I did not see the Netflix movie, but I'm reading about the Colt Monitor in Stephen Hunter's fine "G-Man" as Bob Lee Swagger (now 70) studies his grandfather Charles (Earl's dad).

More on the Monitor, with a firing demonstration near the end of the video:

November 06, 2020, 07:04 PM
I only got around to watching it this week. Really good flick, highly recommend.
November 07, 2020, 12:34 AM
I’ve seen it twice and would gladly watch it again. I’m surprised to say I think Harrelson and Kostner were terrific in their roles.

“We seem to be getting closer and closer to a situation where nobody is responsible for what they did but we are all responsible for what somebody else did.”--Thomas Sowell
November 07, 2020, 11:23 AM
Sjtill I agree. Both actors did a terrific job making these men human. Thanks also for posting the thoughtful review. I noted the source and put it in my bookmarks for further reference.
November 07, 2020, 01:35 PM
Timely thread. I watched the film at my nephew's house (he streamed it from a free source) and it was very enjoyable.

"I’m not going to read Time Magazine, I’m not going to read Newsweek, I’m not going to read any of these magazines; I mean, because they have too much to lose by printing the truth"- Bob Dylan, 1965
November 12, 2020, 10:45 PM
For those interested in a story about the Colt Monitor--it's kind of the protagonist of the story--you owe it to yourself to read Stephen Hunter's G-Man.

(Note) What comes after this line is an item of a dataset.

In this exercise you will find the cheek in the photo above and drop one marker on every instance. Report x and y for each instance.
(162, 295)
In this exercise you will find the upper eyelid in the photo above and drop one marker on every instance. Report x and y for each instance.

Hunter's Swagger books have slowed down as Bob Lee has aged, IMO, but this one is hot as a Hot Springs whore.

It's fictionalized history as opposed to pure fiction, but Hunter does a terrific job of making Bob Lee's granddaddy the meanest, killingest G-Man of them all. Supporting cast includes John Dillinger, Baby-Face Nelson, Pretty Boy Floyd, and Melvin Purvis.

“We seem to be getting closer and closer to a situation where nobody is responsible for what they did but we are all responsible for what somebody else did.”--Thomas Sowell
November 18, 2020, 08:06 AM
I mistook the Monitor for a BAR initially. Visually, the Monitors differ from the Browning Automatic Rifle with its use of a pistol grip, different compensator and different handguard. Internally, the Monitors are identical to the standard BAR. All Monitors were assembled from commercial BAR receivers. ... The compensator is not present on the R 75 and R 75A.

“Well, God give them wisdom that have it; and those that are fools, let them use their talents.”
November 18, 2020, 08:14 AM
Originally posted by sjtill:
I’ve seen it twice and would gladly watch it again. I’m surprised to say I think Harrelson and Kostner were terrific in their roles.

Yep, one of the best things either of them were in.

November 18, 2020, 09:05 AM
Originally posted by CQB60:
I mistook the Monitor for a BAR initially. Visually, the Monitors differ from the Browning Automatic Rifle with its use of a pistol grip, different compensator and different handguard. Internally, the Monitors are identical to the standard BAR.

Most every country besides the US who adopted the BAR in the interwar period did so in a pistol gripped configuration. This included Belgium, Sweden, Poland, and China, as well as some smaller countries like Ethiopia and Chile. Further pistol gripped BAR models were also used after WW2 by Luxembourg, Egypt, and Israel.